3.1. History Matching Type Well and Reservoir Simulator

In a first step of the workflow (see Section 2.3), the H1 type well DCA curve is generated by history matching historical production data. Such a history match was performed here using three methods: (1) a single Arps (1945) DCA fit [34], (2) a more advanced 3-segment DCA fit [5], and (3) a CMG history match (Figure 4). The CMG Well H1 history match was discussed in detail in two prior studies [35,36]. The 3-segment DCA of Well H1 was subject of two separate in-depth studies [5,17].
The variation in the history matched type curves (Figure 4a,b) is evident. The CMG history match for Well H1 (dashed) results in higher estimates for the long-term well performance, as compared to the two DCA regression-based production rate and EUR forecasts in Figure 4a,b. The simple DCA history match can best be used as a basis for the 2-segment DCA models for new wells. The 3-segment DCA would be more cumbersome to use, because the type curve would be comprised of three distinct segments.
When we look closer at the various history matches for the economically important first five years (60 months) of production (Figure 5a,b), then the reservoir model-based CMG history match is still satisfactory. The simple DCA history match was further used in the flow-cell based 2-segment DCA forecast of new wells, but CMG forecasts of type well H1 and a later Well H3 were also used for comparison with the 2-segment DCA forecasts.

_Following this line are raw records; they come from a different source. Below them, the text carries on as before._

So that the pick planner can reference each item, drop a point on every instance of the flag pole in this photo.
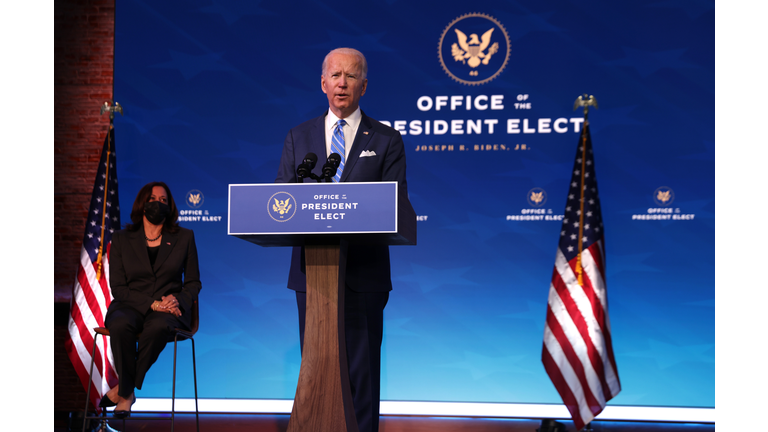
(583, 101)
(107, 107)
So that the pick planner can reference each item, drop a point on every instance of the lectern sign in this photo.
(313, 208)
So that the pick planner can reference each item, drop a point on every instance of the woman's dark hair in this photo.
(137, 213)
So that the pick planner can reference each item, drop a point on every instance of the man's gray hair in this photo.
(351, 51)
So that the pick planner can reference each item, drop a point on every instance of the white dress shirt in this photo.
(350, 131)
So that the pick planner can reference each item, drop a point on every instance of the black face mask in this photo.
(156, 211)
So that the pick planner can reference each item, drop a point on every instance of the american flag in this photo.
(577, 352)
(91, 294)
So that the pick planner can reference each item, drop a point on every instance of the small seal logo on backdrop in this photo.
(195, 198)
(474, 49)
(664, 196)
(537, 197)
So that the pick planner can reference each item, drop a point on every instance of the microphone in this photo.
(310, 159)
(331, 166)
(305, 168)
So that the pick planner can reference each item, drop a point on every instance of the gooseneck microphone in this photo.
(304, 169)
(331, 166)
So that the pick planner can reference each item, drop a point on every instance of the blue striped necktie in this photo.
(337, 146)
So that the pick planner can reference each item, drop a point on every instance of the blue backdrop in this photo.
(210, 89)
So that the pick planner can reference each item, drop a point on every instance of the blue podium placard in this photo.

3.2. EUR Forecasts and History Match Comparisons New Wells

We next provide the flow-cell based 2-segment DCA production rate forecasts for wells H2 and H3, together with a CMG-based forecast for well H3 (Figure 6), using the fracture down-spacing parameters of Table 1. The CMG history match model parameters have been given in a prior study [35]. In addition, in Figure 6, are the actual production data for Wells H2 and H3 (giving 6-months and 17-months DCA regressions for each well, see Figure legend for more detail), augmented with 3-segment DCA fits for Wells H1, H2, and H3 from a recent study [5]. The benchmark of Figure 6 clearly shows that DCA regression based on 6 months production data (Wells H2 and H3) is unreliable and vastly overestimates the actual well performance when looking at the cumulative produced volume.
In addition, the long-term EUR is matched by the flow-cell based DCA curves for H2 and H3, as well as by the CMG curve for Well H3. Closer inspection of early time performance (Figure 7), reveals that actual well performance (simple DCA and 3-segment DCA) is matched less well by either of the forecast models (e.g., both the CMG and flow-cell models overestimate early well rates).
The zoomed image of Figure 7 highlights that the H2 and H3 actual well performance does not comply with the CMG and flow-cell based model forecasts. The well spacing of the Wells H2 and H3 was identical to that of the parent well H1 and all wells tapped into the reservoir sections with same original oil in place volumes. The production gains of fracture down-spacing evidently are less than expected based on the well models with down-spaced fractures. A poor performance of child wells is often attributed to well interference effects. While this certainly may play a role in some regions, our well simulations (flow-cell based and CMG) invariably suggest that failed perforations and fracture coalescence into several principal hydraulic fracture swarms is the principal cause of a relatively lagging production performance. Introduction of a fracture treatment quality factor (TQF) in the flow-cell based model leads to very close matches of the actual Well H2 and H3 performance (see Section 3.5).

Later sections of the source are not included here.